Transparency and Accountability of the Judiciary in Iraq: UNESCO is working to promote public confidence in the Iraqi judiciary through training and support to the Public Information Office of Iraq’s Higher Judicial Council, improving their accessibility to the media. Trust in the judiciary system helps deter people from seeking justice through extra- judicial means, increasing the stability of the Iraqi government and promoting democracy and transparency after the departure of U.S. forces.
The State Department has committed to fund this project, but the release of funds has been suspended following the Palestine vote.
Efforts to Combat Drought & Famine in the Horn of Africa: Given the status of the Horn of Africa as a base and transit area for terrorist organizations, combating the chronic water insecurity that contributes to radicalization and anarchy in the region is very much in the U.S. interest. The first phase of this proposed UNESCO/U.S. Geological Survey joint project involves an emergency humanitarian phase designed to help approximately 950,000 refugees in Kenya, Ethiopia, and Somalia access water. The second phase is designed to improve overall management of the concerned water basins.
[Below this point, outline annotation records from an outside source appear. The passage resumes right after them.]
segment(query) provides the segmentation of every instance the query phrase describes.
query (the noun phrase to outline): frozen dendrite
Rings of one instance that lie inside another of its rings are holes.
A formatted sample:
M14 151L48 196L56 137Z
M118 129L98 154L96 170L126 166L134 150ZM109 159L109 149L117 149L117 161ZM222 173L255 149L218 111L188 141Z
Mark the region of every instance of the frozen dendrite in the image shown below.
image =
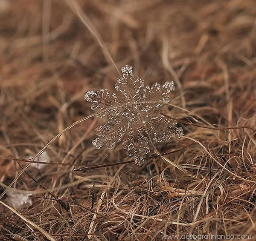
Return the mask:
M173 82L166 81L162 86L155 83L143 88L144 80L134 75L131 66L126 65L121 71L122 76L115 86L116 93L100 89L84 94L84 99L92 103L91 109L97 116L108 118L103 126L95 129L99 137L92 141L93 146L99 149L105 144L111 149L122 140L126 154L133 155L135 163L140 165L150 151L149 137L160 142L183 135L182 129L175 126L177 121L160 114L162 106L169 102Z

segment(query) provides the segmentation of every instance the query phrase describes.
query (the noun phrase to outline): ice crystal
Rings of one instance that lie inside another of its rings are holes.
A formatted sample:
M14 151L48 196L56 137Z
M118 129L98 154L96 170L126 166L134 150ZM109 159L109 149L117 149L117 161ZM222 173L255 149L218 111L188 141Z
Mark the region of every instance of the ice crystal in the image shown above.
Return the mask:
M93 146L99 149L105 144L111 149L122 141L126 154L141 165L150 151L149 137L160 142L183 135L182 129L176 126L177 121L160 114L162 106L169 101L174 83L166 81L162 86L157 83L144 87L144 80L134 75L131 66L126 65L121 72L122 76L115 86L116 93L100 89L84 94L97 116L107 117L106 123L95 129L99 137L92 141Z

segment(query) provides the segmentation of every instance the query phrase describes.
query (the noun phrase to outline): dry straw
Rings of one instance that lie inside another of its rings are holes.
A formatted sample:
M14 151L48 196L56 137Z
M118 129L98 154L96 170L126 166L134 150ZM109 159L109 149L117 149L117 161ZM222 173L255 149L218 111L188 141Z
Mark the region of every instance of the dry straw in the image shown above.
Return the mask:
M254 1L67 3L0 0L1 240L256 239ZM122 143L91 146L106 116L82 98L126 64L145 86L173 80L157 116L183 130L144 133L140 166Z

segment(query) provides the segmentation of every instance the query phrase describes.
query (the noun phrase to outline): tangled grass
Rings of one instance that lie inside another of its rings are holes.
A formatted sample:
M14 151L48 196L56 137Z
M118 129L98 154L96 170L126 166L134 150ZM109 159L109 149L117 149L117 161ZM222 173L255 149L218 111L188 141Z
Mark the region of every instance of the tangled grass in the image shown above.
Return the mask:
M256 239L253 0L0 0L0 12L1 240ZM83 99L126 64L174 81L163 112L184 131L140 166L121 144L93 148L103 121ZM51 162L27 165L44 147ZM32 205L14 209L7 188Z

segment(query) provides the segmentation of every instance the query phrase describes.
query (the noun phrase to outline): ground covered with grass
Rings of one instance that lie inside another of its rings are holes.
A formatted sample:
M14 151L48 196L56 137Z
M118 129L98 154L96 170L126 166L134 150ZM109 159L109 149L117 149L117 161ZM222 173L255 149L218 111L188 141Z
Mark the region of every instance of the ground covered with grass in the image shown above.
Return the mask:
M256 19L253 0L0 0L1 240L256 240ZM92 147L104 119L62 131L125 64L173 80L184 130L140 166Z

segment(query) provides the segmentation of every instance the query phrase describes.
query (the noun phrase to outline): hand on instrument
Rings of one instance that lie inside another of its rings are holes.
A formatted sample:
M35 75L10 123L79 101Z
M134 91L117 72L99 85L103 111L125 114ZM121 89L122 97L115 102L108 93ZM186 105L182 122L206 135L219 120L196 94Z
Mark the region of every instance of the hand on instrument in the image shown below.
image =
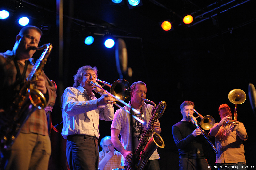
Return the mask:
M222 126L228 120L228 118L229 117L229 115L227 116L222 118L221 119L221 120L220 120L220 123L219 123L219 124L220 126Z
M106 159L106 160L108 161L111 159L111 158L113 157L114 155L114 153L112 152L112 151L109 151L107 153L105 154L105 156L104 156L104 158L105 159Z
M39 75L37 77L37 81L34 82L35 86L37 87L37 89L41 91L43 94L45 94L47 92L46 88L46 83L42 75Z
M202 130L203 132L204 132L204 131ZM192 134L193 136L194 137L196 137L198 135L203 135L203 133L199 129L196 129L192 132Z
M195 121L196 122L196 123L197 122L197 120L196 120L196 118L194 117L194 116L193 116L193 115L191 115L191 114L189 114L188 116L191 117L192 118L193 118L193 119L194 120L195 120ZM191 119L191 121L192 121L193 123L194 123L194 121L193 121L193 120L192 120L192 119Z
M95 81L94 80L91 80L91 81L92 81L93 82L94 82L94 83L95 83L97 84L97 85L98 85L98 86L99 86L101 88L102 88L102 86L101 86L97 82ZM104 91L104 90L103 90L102 89L100 89L100 88L97 87L96 86L94 86L93 87L93 90L94 90L94 91L95 91L95 92L96 92L96 93L99 93L99 92L100 93L101 93L102 94L107 94L107 93L106 93L106 92Z
M133 155L132 152L126 151L124 153L123 153L123 156L128 161L128 163L129 164L131 164L132 163L132 156Z
M45 108L44 108L44 110L45 111L45 112L46 113L47 113L47 112L48 112L48 111L52 112L52 108L53 108L51 106L47 106L45 107Z
M155 131L156 132L159 132L161 130L160 128L160 122L155 122L154 125L153 125L153 128L155 128Z
M102 106L107 104L113 104L116 100L111 95L108 94L103 95L97 99L98 106Z
M238 121L236 121L237 123L238 123ZM237 124L232 123L230 127L230 128L232 129L232 131L234 130L238 130L238 128L239 128L239 124L238 123Z

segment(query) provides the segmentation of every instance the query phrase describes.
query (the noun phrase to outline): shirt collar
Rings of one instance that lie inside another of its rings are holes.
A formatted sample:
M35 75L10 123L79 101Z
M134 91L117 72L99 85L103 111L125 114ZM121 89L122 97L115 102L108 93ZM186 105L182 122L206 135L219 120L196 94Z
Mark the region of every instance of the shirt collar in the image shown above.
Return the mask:
M87 95L87 96L90 96L91 97L92 97L93 98L94 98L95 97L95 94L92 93L92 92L91 92L91 94L90 95L88 95L88 94L87 93L87 91L86 91L86 90L84 89L81 86L78 86L76 89L80 91L82 93L84 93L86 95Z
M114 155L116 154L116 150L115 149L115 148L114 148L114 153L113 153L113 154ZM103 149L102 150L102 151L101 151L101 152L102 152L102 153L103 153L103 154L102 154L102 156L105 156L105 152L104 151Z

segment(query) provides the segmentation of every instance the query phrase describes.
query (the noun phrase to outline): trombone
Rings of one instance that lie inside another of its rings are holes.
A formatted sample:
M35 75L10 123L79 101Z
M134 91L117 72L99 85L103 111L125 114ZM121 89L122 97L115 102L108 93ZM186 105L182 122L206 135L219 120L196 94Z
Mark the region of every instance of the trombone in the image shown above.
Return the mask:
M201 123L203 125L201 125L201 126L202 126L202 128L203 128L203 127L204 127L204 129L205 130L209 130L212 128L214 125L214 123L215 123L215 120L214 120L213 118L211 116L206 116L204 117L203 117L203 116L199 114L199 113L196 112L196 111L194 109L194 111L196 113L198 116L200 117L202 119L202 120L201 120ZM191 115L190 114L189 114L189 115ZM190 118L191 119L193 120L193 122L194 122L194 124L197 127L197 128L200 129L200 130L201 131L201 132L202 133L202 134L204 136L204 137L205 138L205 139L207 140L207 141L208 141L208 142L211 145L213 149L214 150L214 152L216 153L216 154L218 154L218 151L217 151L217 150L216 149L216 148L215 147L215 146L213 145L213 144L211 142L209 138L204 133L204 132L203 131L203 130L200 128L200 127L199 126L199 125L196 123L195 121L195 120L194 119L192 118L192 117L190 117ZM208 122L207 123L206 123L205 122Z
M237 124L237 112L236 108L237 104L242 104L246 100L246 94L244 91L240 89L234 89L230 91L228 93L228 99L231 103L235 104L235 111L234 111L234 119L233 120L229 120L227 121L227 124ZM232 118L230 118L230 119Z
M103 90L107 94L111 96L112 97L115 99L116 100L122 103L128 107L129 107L130 109L132 109L132 111L140 115L140 112L135 109L132 108L127 103L123 101L123 100L124 100L127 99L130 95L130 86L129 84L129 83L128 82L128 81L124 79L118 79L113 84L111 84L98 79L96 79L96 80L98 82L103 83L103 84L102 86L107 86L110 87L110 92L108 92L103 89L102 87L97 84L97 83L94 83L92 81L90 81L90 83ZM98 92L98 93L101 95L103 94L100 92ZM131 112L130 111L121 107L115 102L114 102L113 103L113 104L126 112L129 114L131 114ZM132 115L132 117L143 124L144 125L146 124L146 122L145 121L139 119L135 116Z

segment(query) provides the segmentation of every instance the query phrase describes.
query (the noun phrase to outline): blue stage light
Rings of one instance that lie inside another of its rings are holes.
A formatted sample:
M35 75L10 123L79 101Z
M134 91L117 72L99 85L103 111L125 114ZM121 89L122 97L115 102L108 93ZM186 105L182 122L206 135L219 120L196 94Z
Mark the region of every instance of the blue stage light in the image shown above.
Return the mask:
M0 11L0 19L6 19L10 15L9 12L6 10L2 10Z
M86 45L91 45L93 43L94 38L92 36L88 36L84 40L84 43Z
M119 4L123 0L111 0L112 2L115 4Z
M128 0L128 2L131 5L135 6L140 4L140 0Z
M20 25L22 26L25 26L27 25L29 22L29 19L28 17L22 17L19 20L18 22Z
M107 48L112 48L115 45L115 41L113 39L108 38L105 41L104 45Z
USAID was interested in funding the program, but the U.S. funding cutoff means the U.S. can no longer support this critical project through UNESCO to draw on its unique hydrological expertise.
Consequences to Cutting U.S. Funding to UNESCO
While the U.S. has not yet lost its vote, there have already been several serious consequences to withholding dues in recent months:
Church of the Nativity: The U.S. was recently unsuccessful in blocking the designation of the Church of the Nativity in Bethlehem as a World Heritage “Site in Danger,” a move pushed by the Palestinians in order to fast-track the church application for inclusion in the list on an emergency basis. The panel of experts that advises the World Heritage Committee determined that although the church needed renovation and conservation, it did not appear to be in imminent danger and should not qualify for emergency status. Ultimately, the U.S. was one vote shy of blocking this politicized move by the Palestinians, though it is highly likely the U.S. would have been able to muster the needed extra vote had it still been UNESCO’s top funder.
Syria: Though the U.S. successfully passed a resolution condemning Syria’s actions at the last Executive Board meeting, it was unable to remove them from the human rights subcommittee. Despite support from some Arab countries, such as Saudi Arabia, in condemning Syria’s actions during the ongoing civil war, the majority of the Arab countries at UNESCO did not want to be seen as promoting U.S. goals after the U.S. cut its funding in response to the “democratic vote” to add the Palestinians as a member of UNESCO.
U.S. participation in UNESCO is in our national interest as it directly supports programs around the world that impact the U.S. and our allies.